Crystal Oculee No Comments

Finance – It’s Elementary!

You know, I could never understand why with all the time that kids spend in middle school and high school, they’re never really taught anything about finance! This has always absolutely baffled me. If they can spend years and years learning about English, Art, Science and Math, why can’t a little bit of time be dedicated to real financial education? Yea they’ll get a basic economics class, and some generalities here and there, but rarely will someone actually sit down with them and explain how to plan for retirement, how compounding works, and how, if they just start their retirement planning early, they can have a serious advantage in reaching their financial goals.

That’s why I was so happy to hear this recent news about two people, Julia Heath and Douglas York, who are devoting their time and energy to teaching young Americans about personal finance and the world of business. They’re setting up one of the country’s first financial education programs – training teachers to teach their students about finance. And listen to this! York volunteers his time teaching elementary school kids about finance! How amazing is this? These kids are gaining real, practical knowledge that will give them the tools to build better lives for themselves! It doesn’t matter what profession they have in the future, or what career path they follow – just having a basic understanding of how money works will help them plan better, budget better, and at the end of the day, have more money in their pockets. That’s how the next generation of kids will learn what not to do, and how to stay out of trouble – knowledge that most of us unfortunately didn’t learn until AFTER high school!

How many of you agree that our kids should be taught about finances? How many of you think that if you were taught some financial basics early on, that you would be a retirement rock star by now!? Maybe starting really young is the only way to teach the next generation how to retire comfortably!?

This news really brightened my day, and was followed by having lunch with a dear friend, who is also a client, who told me that her 20 year old son had a question about a retirement savings plan at his job! Even though he’s not my son, I was still SUCH A PROUD MOM at that moment! WOW! How amazing that at just 20 years old, this young man was already thinking about his future and his retirement!

WAY TO GO to my friend Bobbie! You are teaching your son some AMAZING lessons today that he cared enough to enroll in a retirement plan and to start contributing so early, instead of throwing that money away on meaningless stuff.

I mean think about this; many people don’t even start thinking about their retirement planning until they reach their 50’s!
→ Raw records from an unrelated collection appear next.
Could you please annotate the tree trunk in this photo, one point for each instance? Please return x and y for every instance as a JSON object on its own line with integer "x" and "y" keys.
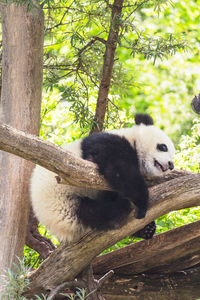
{"x": 111, "y": 44}
{"x": 20, "y": 107}
{"x": 177, "y": 286}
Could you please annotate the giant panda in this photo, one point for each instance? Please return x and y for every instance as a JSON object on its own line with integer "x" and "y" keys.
{"x": 124, "y": 157}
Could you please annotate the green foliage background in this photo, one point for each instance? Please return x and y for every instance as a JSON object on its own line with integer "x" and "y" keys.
{"x": 156, "y": 71}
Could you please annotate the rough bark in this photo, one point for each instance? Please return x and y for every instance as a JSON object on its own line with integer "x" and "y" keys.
{"x": 71, "y": 169}
{"x": 68, "y": 260}
{"x": 19, "y": 107}
{"x": 176, "y": 286}
{"x": 172, "y": 251}
{"x": 111, "y": 44}
{"x": 180, "y": 192}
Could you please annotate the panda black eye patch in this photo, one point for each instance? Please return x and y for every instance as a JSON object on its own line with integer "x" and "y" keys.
{"x": 162, "y": 147}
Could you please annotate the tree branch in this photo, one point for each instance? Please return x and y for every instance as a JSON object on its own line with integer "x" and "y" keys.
{"x": 158, "y": 254}
{"x": 67, "y": 261}
{"x": 111, "y": 44}
{"x": 71, "y": 169}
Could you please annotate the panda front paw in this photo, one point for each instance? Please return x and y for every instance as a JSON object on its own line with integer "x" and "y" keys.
{"x": 147, "y": 232}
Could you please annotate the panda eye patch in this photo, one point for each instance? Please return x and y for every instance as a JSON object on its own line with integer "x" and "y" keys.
{"x": 162, "y": 147}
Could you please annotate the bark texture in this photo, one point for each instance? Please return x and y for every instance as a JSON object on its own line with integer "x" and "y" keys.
{"x": 20, "y": 107}
{"x": 111, "y": 44}
{"x": 71, "y": 170}
{"x": 59, "y": 267}
{"x": 171, "y": 251}
{"x": 177, "y": 286}
{"x": 181, "y": 191}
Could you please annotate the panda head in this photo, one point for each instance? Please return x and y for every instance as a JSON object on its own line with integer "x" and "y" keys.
{"x": 154, "y": 148}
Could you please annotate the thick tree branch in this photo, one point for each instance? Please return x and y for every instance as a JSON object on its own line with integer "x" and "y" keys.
{"x": 111, "y": 44}
{"x": 67, "y": 261}
{"x": 180, "y": 245}
{"x": 71, "y": 169}
{"x": 176, "y": 286}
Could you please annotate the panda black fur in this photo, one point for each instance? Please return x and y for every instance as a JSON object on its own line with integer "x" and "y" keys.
{"x": 123, "y": 157}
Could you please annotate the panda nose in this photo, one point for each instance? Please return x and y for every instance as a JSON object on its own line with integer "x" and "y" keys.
{"x": 171, "y": 165}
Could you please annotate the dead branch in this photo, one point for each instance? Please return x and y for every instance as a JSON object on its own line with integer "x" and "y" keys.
{"x": 71, "y": 169}
{"x": 67, "y": 261}
{"x": 111, "y": 44}
{"x": 176, "y": 286}
{"x": 159, "y": 254}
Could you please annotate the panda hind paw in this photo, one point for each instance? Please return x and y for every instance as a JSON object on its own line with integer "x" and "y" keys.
{"x": 147, "y": 232}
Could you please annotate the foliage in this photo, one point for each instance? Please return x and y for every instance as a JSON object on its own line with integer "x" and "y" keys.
{"x": 15, "y": 281}
{"x": 75, "y": 36}
{"x": 74, "y": 48}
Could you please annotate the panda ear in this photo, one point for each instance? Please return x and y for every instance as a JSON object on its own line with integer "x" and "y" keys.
{"x": 143, "y": 119}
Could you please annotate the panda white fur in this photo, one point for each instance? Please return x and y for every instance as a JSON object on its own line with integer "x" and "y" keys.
{"x": 123, "y": 157}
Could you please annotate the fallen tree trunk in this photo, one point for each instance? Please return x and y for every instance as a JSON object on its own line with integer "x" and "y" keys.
{"x": 68, "y": 261}
{"x": 70, "y": 168}
{"x": 168, "y": 252}
{"x": 177, "y": 286}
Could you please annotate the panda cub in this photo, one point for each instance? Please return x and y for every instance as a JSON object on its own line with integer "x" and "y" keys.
{"x": 123, "y": 157}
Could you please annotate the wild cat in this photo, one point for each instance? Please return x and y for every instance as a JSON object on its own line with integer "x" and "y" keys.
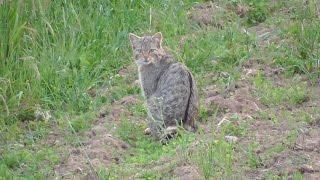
{"x": 168, "y": 86}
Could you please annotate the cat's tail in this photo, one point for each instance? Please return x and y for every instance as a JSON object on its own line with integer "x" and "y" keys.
{"x": 192, "y": 110}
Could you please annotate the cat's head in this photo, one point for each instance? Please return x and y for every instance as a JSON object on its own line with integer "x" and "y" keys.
{"x": 147, "y": 49}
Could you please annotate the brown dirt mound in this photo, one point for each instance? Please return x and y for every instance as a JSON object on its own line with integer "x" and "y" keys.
{"x": 240, "y": 102}
{"x": 187, "y": 173}
{"x": 98, "y": 150}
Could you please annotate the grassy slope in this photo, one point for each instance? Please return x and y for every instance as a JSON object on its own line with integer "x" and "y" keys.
{"x": 58, "y": 55}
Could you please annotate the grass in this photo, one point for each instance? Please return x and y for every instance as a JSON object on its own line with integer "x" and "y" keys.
{"x": 65, "y": 58}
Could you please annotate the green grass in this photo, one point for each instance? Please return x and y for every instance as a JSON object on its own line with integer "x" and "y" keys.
{"x": 64, "y": 57}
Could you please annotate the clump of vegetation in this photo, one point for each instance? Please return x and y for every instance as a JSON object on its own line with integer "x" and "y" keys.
{"x": 257, "y": 12}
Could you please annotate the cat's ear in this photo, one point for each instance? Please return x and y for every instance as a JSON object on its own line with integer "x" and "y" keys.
{"x": 158, "y": 38}
{"x": 134, "y": 39}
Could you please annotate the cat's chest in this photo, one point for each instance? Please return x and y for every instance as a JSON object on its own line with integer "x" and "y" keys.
{"x": 148, "y": 81}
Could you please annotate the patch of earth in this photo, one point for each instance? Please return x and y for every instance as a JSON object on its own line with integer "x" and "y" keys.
{"x": 187, "y": 172}
{"x": 203, "y": 14}
{"x": 240, "y": 100}
{"x": 265, "y": 34}
{"x": 101, "y": 149}
{"x": 118, "y": 108}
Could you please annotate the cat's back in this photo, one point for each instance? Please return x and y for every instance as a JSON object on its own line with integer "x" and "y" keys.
{"x": 176, "y": 77}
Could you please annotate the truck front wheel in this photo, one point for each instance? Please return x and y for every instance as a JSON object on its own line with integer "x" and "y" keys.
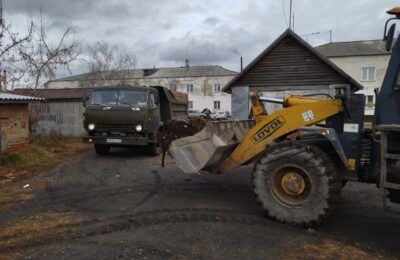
{"x": 296, "y": 183}
{"x": 153, "y": 149}
{"x": 102, "y": 149}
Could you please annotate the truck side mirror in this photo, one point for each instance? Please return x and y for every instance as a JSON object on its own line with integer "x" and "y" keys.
{"x": 389, "y": 37}
{"x": 84, "y": 101}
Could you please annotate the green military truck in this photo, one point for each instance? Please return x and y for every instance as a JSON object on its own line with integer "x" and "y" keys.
{"x": 130, "y": 116}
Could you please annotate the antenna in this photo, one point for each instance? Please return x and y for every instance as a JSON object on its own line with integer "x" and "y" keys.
{"x": 1, "y": 13}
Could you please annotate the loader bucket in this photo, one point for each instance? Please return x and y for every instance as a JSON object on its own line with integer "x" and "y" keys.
{"x": 210, "y": 146}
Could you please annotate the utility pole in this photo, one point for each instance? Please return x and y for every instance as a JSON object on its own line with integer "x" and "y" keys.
{"x": 293, "y": 22}
{"x": 290, "y": 15}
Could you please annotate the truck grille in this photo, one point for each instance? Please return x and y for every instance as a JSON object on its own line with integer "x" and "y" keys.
{"x": 115, "y": 128}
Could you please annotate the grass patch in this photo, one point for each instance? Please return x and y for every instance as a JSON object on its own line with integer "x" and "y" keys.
{"x": 43, "y": 154}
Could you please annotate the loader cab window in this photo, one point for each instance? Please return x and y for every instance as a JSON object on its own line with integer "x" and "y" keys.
{"x": 154, "y": 100}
But by the time this young man will be in his 50’s, he might already be retired altogether!

So if you have children, here’s one of the best things you can do for them: start talking to them about money, and the importance of planning for their retirement EARLY. Or even simpler yet, at least talk to them about budgeting – it can be as simple as suggesting that they keep a log in a notebook of how they spend their money, and where. A $1.50 for a soda here, a $12 movie ticket there, a $1 pack of chewing gum – you get the picture. But as simple as it sounds, if you just get your kids to be more in touch with their financial decisions, as simple as those decisions might be at this point in their life, what you’ll do is help them build good HABITS. And these habits will stick with them as they grow up into responsible adults. (Oh, and if you’re thinking “Oh, I don’t really want to worry about it for now…,” just ask yourself how much money you’ll save in the future if they grow up to be financially responsible and won’t come to borrow money from you when they grow up! I hope a giant light bulb is going off in your head right now!)